EU elections in Croatia: Is the tide starting to turn against Andrej Plenkovic and the HDZ?
We believe it is; the election did not provide the type of victory Plenkovic (EPP) was expecting…and he even acknowledged this reality.
The far-left Social Democratic Party (SDP) will have just as many seats (4) in the EP as the HDZ. However, the Socialists are evaporating as well; the SDP fell from 30% to 18%.
Is there a new coalition on the right being established? We hope so, but it may take some time and a strong personality.
– Some exit polls had the HDZ winning six seats but they only managed four. This may not be surprising in Croatia; some Croats – for various reasons – may have felt uncomfortable publicly revealing that they did not vote for the HDZ.
Quite honestly, the V4 Report is not a fan of “exit polls”, although they will continue to exist. One strategy is to start giving these exit polls inaccurate information to discredit them…voting is a private affair.
– As far as voting percentages, the HDZ outpolled the the SDP 22.7% to 18.7%. Four years ago, the HDZ, in coalition with other parties, won more than 40% of the vote.
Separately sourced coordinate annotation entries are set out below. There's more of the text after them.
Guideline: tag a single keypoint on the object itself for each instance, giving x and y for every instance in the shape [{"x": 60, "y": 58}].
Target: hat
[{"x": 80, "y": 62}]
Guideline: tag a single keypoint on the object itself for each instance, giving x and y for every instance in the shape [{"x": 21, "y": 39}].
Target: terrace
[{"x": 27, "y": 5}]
This is a significant decline and Plenkovic was aware of it.
“We will analyze our actions in order to understand what we could have done differently to achieve a better result”, said PM Plenkovic.
– Who is Ruža Tomašić? The former MEP for HDZ, whose newly-formed Croatian Sovereignist coalition won 8.52% of the vote, achieved much success. This was somewhat of a nice surprise.
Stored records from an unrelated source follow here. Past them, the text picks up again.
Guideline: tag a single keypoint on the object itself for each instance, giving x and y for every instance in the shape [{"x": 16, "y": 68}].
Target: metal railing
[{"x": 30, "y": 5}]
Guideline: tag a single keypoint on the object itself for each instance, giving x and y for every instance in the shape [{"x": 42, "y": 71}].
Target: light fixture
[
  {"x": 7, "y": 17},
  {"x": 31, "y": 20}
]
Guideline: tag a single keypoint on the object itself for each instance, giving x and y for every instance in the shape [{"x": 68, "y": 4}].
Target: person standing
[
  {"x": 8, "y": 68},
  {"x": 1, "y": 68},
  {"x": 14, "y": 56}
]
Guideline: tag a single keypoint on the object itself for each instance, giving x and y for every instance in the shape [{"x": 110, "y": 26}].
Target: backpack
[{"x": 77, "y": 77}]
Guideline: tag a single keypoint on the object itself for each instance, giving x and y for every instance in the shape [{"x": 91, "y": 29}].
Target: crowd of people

According to the source, the impressive showing by Tomašić, who attracted a considerable part of the HDZ electorate, could mark the birth of new political formation placed further to the right than the HDZ.
Tomašić has already invited other parties of the Right to dialogue ahead of the upcoming parliamentary elections.
We shall see.
– Although they did not reach the 5% threshold, the nationalist party (NHR) led by Bruna Esih won 4.37% of the vote, which was a very encouraging start for the party.
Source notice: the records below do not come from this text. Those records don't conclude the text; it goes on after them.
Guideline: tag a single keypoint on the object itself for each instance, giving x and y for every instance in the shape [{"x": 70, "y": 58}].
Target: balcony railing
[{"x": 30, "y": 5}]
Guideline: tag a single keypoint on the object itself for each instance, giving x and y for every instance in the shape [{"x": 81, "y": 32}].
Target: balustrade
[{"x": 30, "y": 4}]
The NHR seems solid; hopefully, they will build on its initial success. The right has to unite in Croatia to challenge the HDZ, which basically meekly follows orders from Berlin and Brussels.
* For now, the big news centered around the less than stellar performance of Plenkovic’s HDZ. They may have arrogantly pushed things too far in Croatia, such as the UN Migration Pact, EU migrant quotas and the Istanbul Convention.
Hopefully, this represents the beginning of the end for the Plenkovic regime.